SaaS solutions firm Gong last week released the findings of a study on sales phone conversations, including an analysis of gender speaking patterns.
Women delivered slightly longer sales monologues, averaging about 9-12 seconds longer than those their male counterparts gave, but men generally spoke faster, the study found.
Men tended to speak at a faster pace, averaging about 2.88 words per second compared to the average 2.79 seconds for women, the study found. Men also paused longer — averaging about 1.5 seconds compared to women’s 1.3 seconds.
Women had a higher degree of success in progressing deals, with a 54 percent probability of reaching the next milestone, while men registered a 49 percent probability, the data indicated.
Devil in the Details
To carry out the research, Gong used artificial intelligence and machine learning technology that was developed to recognize sales conversation patterns.
The technology is designed to help companies increase sales win rates, decrease the length of the sales cycle and drive more revenue, the company said.
Using AI to examine speech patterns used during a sales call can reduce the guesswork involved in improving sales conversations, according to Gong.
Its cloud-based AI software is designed in particular to improve the performance and productivity of B2B sales teams by tracking details in sales conversations — but this is just part of what Gong can provide to sales teams.
Gong’s AI package combines natural language processing tools with machine learning to analyze, categorize and even quantify sales conservations that can be used to determine what is working — and more importantly, what isn’t.
Always Be Closing
The use of machine learning and AI can catch subtle details, providing benefits that go beyond human critiques.
“You can gather a lots of data from monitoring these calls,” said Greg Sterling, vice president of strategy & insights at the Local Search Association.
“Machines can identify the patterns and trends, and for this reason it can be an important tool to identify what is working and what isn’t working,” he told CRM Buyer.
Of course, the golden rule in sales is one made famous in Glengarry Glen Ross — “ABC,” as in “always be closing.”
“Successful salespeople optimize on closing, and regardless of approach they compensate to ensure that closing rate,” said Rob Enderle, principal analyst at the Enderle Group.
However, the result is an optimized process based on the peculiarities of the individual salesperson, and capturing one aspect of a successful salesperson’s process and applying it to another may not be so easy, he told CRM Buyer.
“The change won’t match their personality,” Enderle pointed out, so “the end result, even after time, may be lower performance than it was before.”
Where this technology could help might be with those just entering the sales game.
Salespeople who apply the deep learning to their own personalities should be able to approach the performance of successful salespeople more closely and far faster, suggested Enderle.
“It is generally far easier to optimize someone that is new and hasn’t developed layers of habits than it is to try to super-optimize someone that has already learned a complex set of behaviors that are now optimal for them,” he added.
As a result, “this data can be used to bring salespeople up quickly and make them very successful — but it could also damage existing successful salespeople, because it is likely to break their already validated process,” Enderle pointed out.
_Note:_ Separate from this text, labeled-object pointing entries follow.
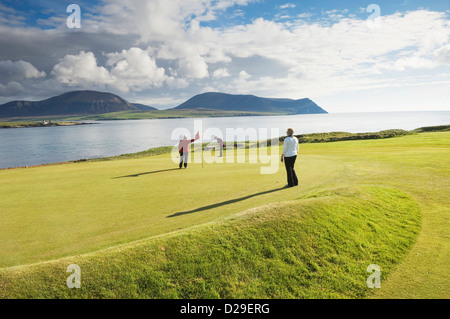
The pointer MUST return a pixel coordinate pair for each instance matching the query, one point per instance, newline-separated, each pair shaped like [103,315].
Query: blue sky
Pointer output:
[160,52]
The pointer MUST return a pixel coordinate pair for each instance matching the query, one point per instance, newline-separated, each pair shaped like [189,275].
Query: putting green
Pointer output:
[52,212]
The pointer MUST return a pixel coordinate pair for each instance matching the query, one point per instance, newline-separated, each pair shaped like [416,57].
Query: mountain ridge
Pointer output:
[239,102]
[90,102]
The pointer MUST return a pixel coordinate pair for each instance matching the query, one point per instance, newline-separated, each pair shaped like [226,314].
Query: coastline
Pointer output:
[6,125]
[303,138]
Such technology can benefit sales teams, but it is unlikely to replace the experience or talent of sales professionals — and companies that try to rely too much on the AI’s findings may not see the results they expect.
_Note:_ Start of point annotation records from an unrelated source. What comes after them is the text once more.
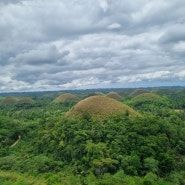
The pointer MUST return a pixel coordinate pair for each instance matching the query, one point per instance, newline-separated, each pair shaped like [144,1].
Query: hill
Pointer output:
[100,107]
[114,95]
[67,97]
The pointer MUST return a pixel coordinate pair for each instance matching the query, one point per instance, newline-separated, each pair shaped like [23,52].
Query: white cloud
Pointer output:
[114,26]
[80,44]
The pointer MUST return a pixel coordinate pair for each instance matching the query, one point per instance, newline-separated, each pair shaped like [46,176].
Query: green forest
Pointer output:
[93,137]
“The danger is that there can be an over reliance on machine learning to create the right formula for a sales call, which is really as much an art as it is science,” Local Search Association’s Sterling added.
“There are a lot of factors to consider, and a lot of intangibles in sales,” he said. “Machines are just a tool to help, but it is important to note that machines can’t craft the perfect pitch, and it would problematic to think they can.”